Offline Training¶
Offline reinforcement learning learns exclusively from static datasets of previously collected interactions, making it feasible to extract policies from large and diverse training datasets. Effective offline RL algorithms have a much wider range of applications than online RL, being particularly appealing for real-world applications, such as education, healthcare, and robotics. (A Survey on Offline Reinforcement Learning: Taxonomy, Review, and Open Problems)
AgileRL’s offline RL training framework enables you to leverage evolutionary HPO for faster training on your own datasets, without the need for a simulator.
Population Creation and Environment Setup¶
To perform evolutionary HPO, we require a population of agents. Individuals in this population will share experiences but learn individually, allowing us to determine the efficacy of certain hyperparameters. Individual agents which learn best are more likely to survive until the next generation, and so their hyperparameters are more likely to remain present in the population. The sequence of evolution (tournament selection followed by mutation) is detailed further below.

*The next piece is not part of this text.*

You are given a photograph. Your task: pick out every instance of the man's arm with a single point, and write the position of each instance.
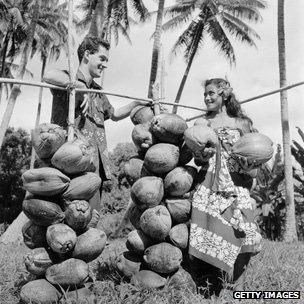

Population Creation and Environment Setup
from agilerl.utils.utils import create_population, make_vect_envs
import gymnasium as gym
import h5py
import torch
device = torch.device("cuda" if torch.cuda.is_available() else "cpu")
INIT_HP = {
"DOUBLE": True, # Use double Q-learning
"BATCH_SIZE": 128, # Batch size
"LR": 1e-3, # Learning rate
"GAMMA": 0.99, # Discount factor
"LEARN_STEP": 1, # Learning frequency
"TAU": 1e-3, # For soft update of target network parameters
"POP_SIZE": 4, # Population size
}
num_envs = 1
env = make_vect_envs("CartPole-v1", num_envs=num_envs) # Create environment
dataset = h5py.File("data/cartpole/cartpole_random_v1.1.0.h5", "r") # Load dataset
observation_space = env.single_observation_space
action_space = env.single_action_space
# RL hyperparameter configuration for mutations
hp_config = HyperparameterConfig(
lr = RLParameter(min=1e-4, max=1e-2),
batch_size = RLParameter(min=8, max=64),
learn_step = RLParameter(min=1, max=120, grow_factor=1.5, shrink_factor=0.75)
)
pop = create_population(
algo="CQN", # Algorithm
observation_space=observation_space, # State dimension
action_space=action_space, # Action dimension
net_config=NET_CONFIG, # Network configuration
INIT_HP=INIT_HP, # Initial hyperparameters
hp_config=hp_config, # RL hyperparameters configuration
population_size=INIT_HP["POP_SIZE"], # Population size
num_envs=num_envs, # Number of vectorized envs
device=device,
)
Experience Replay¶
In order to efficiently train a population of RL agents, off-policy algorithms must be used to share memory within populations. This reduces the exploration needed by an individual agent because it allows faster learning from the behaviour of other agents. For example, if you were able to watch a bunch of people attempt to solve a maze, you could learn from their mistakes and successes without necessarily having to explore the entire maze yourself.
The object used to store experiences collected by agents in the environment is called the Experience Replay Buffer, and is defined by the class ReplayBuffer().
During training we use the ReplayBuffer.add() function to add experiences to the buffer as TensorDict objects. Specifically, we wrap transitions through the
Transition tensorclass that wraps the obs, action, reward, next_obs, and done fields as torch.Tensor objects. To sample from the replay
buffer, call ReplayBuffer.sample().
We must fill the replay buffer with our offline data so that we can sample and learn.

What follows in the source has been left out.